The ancient syllable Om is the shortest mantra (phrase) commonly used in meditation.
Repeating the sound Om in a quiet environment can help us to feel calm and relaxed, enabling us to de-stress and find deep inner resources with which to to ease life’s problems.
Legend tells us that Om is the planets primordial vibration from which the entire universe has arisen. All other sounds are contained within it.
Om is sometimes referred to as ‘the mother of all languages and in fact is contained in every phrase that we speak: try opening your mouth and see what sound comes out – now close it gently and continue making a sound.
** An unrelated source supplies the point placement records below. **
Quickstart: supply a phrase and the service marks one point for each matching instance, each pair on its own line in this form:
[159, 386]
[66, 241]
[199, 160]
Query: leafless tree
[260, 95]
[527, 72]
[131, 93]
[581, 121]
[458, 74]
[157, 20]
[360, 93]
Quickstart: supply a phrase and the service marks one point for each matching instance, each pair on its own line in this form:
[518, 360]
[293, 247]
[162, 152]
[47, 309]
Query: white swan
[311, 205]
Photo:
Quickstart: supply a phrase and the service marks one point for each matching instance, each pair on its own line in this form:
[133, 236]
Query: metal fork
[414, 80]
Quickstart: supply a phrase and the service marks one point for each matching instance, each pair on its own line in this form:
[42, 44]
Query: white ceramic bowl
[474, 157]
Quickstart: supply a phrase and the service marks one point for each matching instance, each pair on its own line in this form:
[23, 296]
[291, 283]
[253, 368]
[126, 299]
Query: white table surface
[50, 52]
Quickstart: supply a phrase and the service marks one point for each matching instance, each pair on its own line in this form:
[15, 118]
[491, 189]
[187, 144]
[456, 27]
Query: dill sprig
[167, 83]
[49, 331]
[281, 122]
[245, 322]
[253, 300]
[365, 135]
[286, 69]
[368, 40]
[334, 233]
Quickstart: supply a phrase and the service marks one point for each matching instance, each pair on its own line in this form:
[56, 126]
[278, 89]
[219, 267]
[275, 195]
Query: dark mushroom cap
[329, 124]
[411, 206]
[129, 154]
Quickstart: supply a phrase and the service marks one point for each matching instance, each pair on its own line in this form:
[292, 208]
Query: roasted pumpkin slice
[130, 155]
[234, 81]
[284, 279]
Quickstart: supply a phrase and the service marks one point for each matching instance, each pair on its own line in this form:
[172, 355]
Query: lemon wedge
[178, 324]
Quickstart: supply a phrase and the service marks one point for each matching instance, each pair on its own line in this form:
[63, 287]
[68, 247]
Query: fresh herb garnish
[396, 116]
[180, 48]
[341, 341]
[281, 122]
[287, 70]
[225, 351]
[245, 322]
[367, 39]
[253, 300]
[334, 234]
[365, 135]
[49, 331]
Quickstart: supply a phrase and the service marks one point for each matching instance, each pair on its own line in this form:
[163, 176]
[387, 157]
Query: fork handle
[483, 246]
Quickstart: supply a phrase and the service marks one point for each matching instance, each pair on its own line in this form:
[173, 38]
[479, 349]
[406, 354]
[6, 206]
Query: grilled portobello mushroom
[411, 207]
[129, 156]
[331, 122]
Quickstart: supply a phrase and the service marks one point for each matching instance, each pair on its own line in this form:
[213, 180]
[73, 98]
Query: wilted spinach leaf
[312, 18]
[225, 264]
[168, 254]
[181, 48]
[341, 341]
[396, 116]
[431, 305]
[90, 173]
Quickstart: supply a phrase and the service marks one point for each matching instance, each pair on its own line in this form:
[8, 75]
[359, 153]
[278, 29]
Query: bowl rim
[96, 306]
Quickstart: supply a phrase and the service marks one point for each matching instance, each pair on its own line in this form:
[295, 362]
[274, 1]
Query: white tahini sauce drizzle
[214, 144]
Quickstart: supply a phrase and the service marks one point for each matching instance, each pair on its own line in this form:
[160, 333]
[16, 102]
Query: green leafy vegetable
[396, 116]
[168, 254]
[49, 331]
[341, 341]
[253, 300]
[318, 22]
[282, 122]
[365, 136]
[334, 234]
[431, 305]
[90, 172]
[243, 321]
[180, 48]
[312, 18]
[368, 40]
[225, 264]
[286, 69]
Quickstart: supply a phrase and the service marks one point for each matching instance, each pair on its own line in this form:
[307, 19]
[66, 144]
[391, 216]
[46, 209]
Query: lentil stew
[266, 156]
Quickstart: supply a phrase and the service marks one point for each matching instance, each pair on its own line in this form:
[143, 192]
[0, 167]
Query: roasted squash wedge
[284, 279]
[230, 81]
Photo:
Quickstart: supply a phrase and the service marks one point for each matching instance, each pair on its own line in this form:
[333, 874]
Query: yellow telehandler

You’ve just said ‘om’, or more correctly ‘aum’! The speech between opening and closing your mouth is the ‘life’* of the sound. Read on to see what I mean.
Om in Sanskrit (an ancient Indian literary language not spoken much today) shows that it is made up of 3 sounds A, U, M and a symbol representing resonance. So “OM” has four aspects.
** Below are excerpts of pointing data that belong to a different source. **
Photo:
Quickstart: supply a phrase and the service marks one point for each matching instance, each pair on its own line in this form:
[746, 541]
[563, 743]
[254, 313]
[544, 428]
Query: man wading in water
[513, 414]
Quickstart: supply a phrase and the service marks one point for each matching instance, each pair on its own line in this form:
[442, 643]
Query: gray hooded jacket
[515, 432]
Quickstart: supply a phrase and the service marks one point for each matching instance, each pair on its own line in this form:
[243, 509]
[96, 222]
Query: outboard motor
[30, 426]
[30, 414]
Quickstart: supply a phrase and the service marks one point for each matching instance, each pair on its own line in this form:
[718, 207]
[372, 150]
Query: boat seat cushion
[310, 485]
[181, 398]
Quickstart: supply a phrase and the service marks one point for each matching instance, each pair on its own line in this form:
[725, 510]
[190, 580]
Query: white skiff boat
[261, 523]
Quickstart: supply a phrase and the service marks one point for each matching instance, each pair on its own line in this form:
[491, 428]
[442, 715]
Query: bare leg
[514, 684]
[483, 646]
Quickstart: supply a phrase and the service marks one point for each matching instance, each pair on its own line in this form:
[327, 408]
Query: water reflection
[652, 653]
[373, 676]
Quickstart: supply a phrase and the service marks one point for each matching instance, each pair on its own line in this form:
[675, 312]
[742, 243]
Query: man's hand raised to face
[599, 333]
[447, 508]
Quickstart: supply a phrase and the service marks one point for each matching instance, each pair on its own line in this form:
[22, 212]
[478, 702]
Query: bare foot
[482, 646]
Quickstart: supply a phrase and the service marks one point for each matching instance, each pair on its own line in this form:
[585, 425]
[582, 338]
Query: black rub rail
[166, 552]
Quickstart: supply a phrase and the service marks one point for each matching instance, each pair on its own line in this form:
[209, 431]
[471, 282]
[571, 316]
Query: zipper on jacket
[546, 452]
Th first is A, a sound that comes from the belly, is formed in the open throat, as we open our mouths. I think of this as the ‘birth’ of the sound. As with many alphabets, the sound A is the first letter of the Sanskrit alphabet.
The second aspect is the U (‘oo’ as in ‘look’), a sound that is formed in the middle of the mouth. The mouth is not as wide as it is for sounding the A. I think of this as the life* of the sound.
With the third sound, M, the mouth closes and I see this as the ‘death’ of the sound. However, the sound continues even after the mouth is closed and rises to the nasal passages, from where the resonance, the fourth aspect of “OM” happens. I see this as that time when the soul drifts away from the body. So in one simple sound, I see the whole of our lives represented, from birth to death.
Another interpretation, not mine this time, says that A represents the waking state. U the dream state and M the state of deep dreamless sleep. The fourth state sounds in the resonance following M.
We hear the sound Om in many languages: ‘amen’ (so be it); ‘amin’ (believable – Hebrew); ‘amon’ (Amon Ra – Egyptian sun god); ‘eema’ (mother – Hebrew); ‘amah’ (mother – Arabic); ‘ma-ma’. I find it interesting and perhaps obvious, that we associate Om with ideas of motherhood, god and belief.